Gracias a mis muñecos

Cuando yo era pequeña, más o menos de 8 años, vivía con la ilusión de que cada navidad, cumpleaños o cualquier fecha especial, me regalaran mis juguetes favoritos, sobre todo las reconocidas “Barbies”. Me encantaba sentarme en el piso de mi casa y recrear toda una historia con mis juguetes; había romance, acción, drama e incluso terror. Me sentía la dueña del mundo porque podía dejar volar mi imaginación gracias a mis muñecos.

Recuerdo la alegría que sentían mis padres al verme destapar los regalos, en su cara podía verse la ilusión de que estaban haciendo un buen trabajo con sus hijos y sobre todo que los estaban criando con mucho amor y felicidad. Mi madre me contaba que ella nunca había podido tener juguetes porque no tenían una buena situación económica, sin embargo, cuando estaba embarazada y supo que era niña, su ilusión volvió a renacer porque podía comprar aquellos juguetes que siempre había querido. 

Puedo decir con mucha certeza que mis primeros amigos fueron mis juguetes; en ellos confiaba mis más íntimos secretos, con ellos me desahogaba, ellos hacían que las malas vibras que habían a mí alrededor desaparecieran casi inmediatamente. Me hacían compañía en las noches frías y solitarias, al lado de ellos el miedo desaparecía como magia. Sabía que aunque no pudieran responderme, estaban siempre para mí, ayudándome a lidiar mejor con las situaciones.

No me gustaba que me regalaran ropa, ni comida, y mucho menos objetos escolares. Solo deseaba tener juguetes y presumirlos entre mis primos y amigos. Sin embargo, con el pasar del tiempo eso fue cambiando. Entre más crecía, mis gustos cambiaban, mis juguetes iban quedando de lado. La ropa y los objetos escolares se convirtieron en lo primordial.
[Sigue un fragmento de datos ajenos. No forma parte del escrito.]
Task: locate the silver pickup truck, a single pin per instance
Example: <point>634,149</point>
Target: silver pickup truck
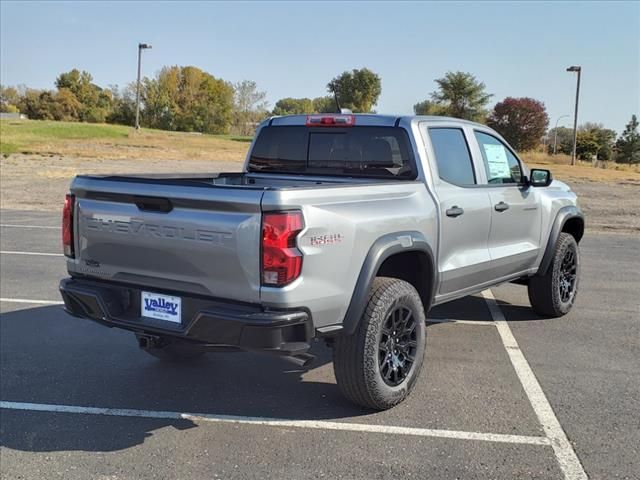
<point>346,228</point>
Aquellos compañeros que crecieron conmigo, habían sido olvidados; de pasar de estar en una repisa como trofeos, terminaron guardados en bolsas de basura o siendo donados a niños que de verdad los iban a querer tanto como yo los quise.

Mucho tiempo después, cuando cumplí 16, empecé a darme cuenta que los padres de ahora no piensan en regalar juguetes sino que prefieren irse por el lado de los aparatos tecnológicos; no saben cuánto daño hacen a sus hijos porque por más entretenimiento que esto les pueda generar, no se compara con la emoción de sentarse a jugar, crear y dejar volar la imaginación con los juguetes, es una sensación que ninguna otra cosa da. 

Teniendo 20 años, puedo decir que agradezco a mis padres por haberme dado una infancia llena de diversión, por haberme regalado tantos muñecos que en algún momento de mí vida, fueron parte de mi familia y de mi felicidad. Desde el fondo de mi corazón siento mucho agradecimiento hacía mis juguetes porque me  ayudaron a desarrollar mi imaginación, a probar estrategias, aprender, acertar, fallar, a equivocarme y volver a intentarlo las veces que sea necesario.

Tengo la ilusión de que cada niño del mundo sienta la alegría de compartir con sus juguetes y sentirse completo. Los juguetes son una etapa muy linda y necesaria para nuestro crecimiento; sin ellos perdemos el brillo y la característica que nos identifica como niños. A pesar que estamos en una era importante de la tecnología, no debemos involucrar mucho a nuestros niños, ya que eso solo los volvería dependientes a dichos aparatos y se formarían seres tristes y apagados. 

Tengamos la edad que tengamos, siempre vamos a tener un niño dentro de nosotros, y debemos sentirnos orgullosos de haber crecido con grata compañía como lo son los juguetes, que aunque sean solo objetos, nos llenan de felicidad. De esta manera, tendremos historias que contar a nuestros hijos en el futuro y hacer que sientan esa alegría de compartir con los muñecos y vivan sus propias experiencias.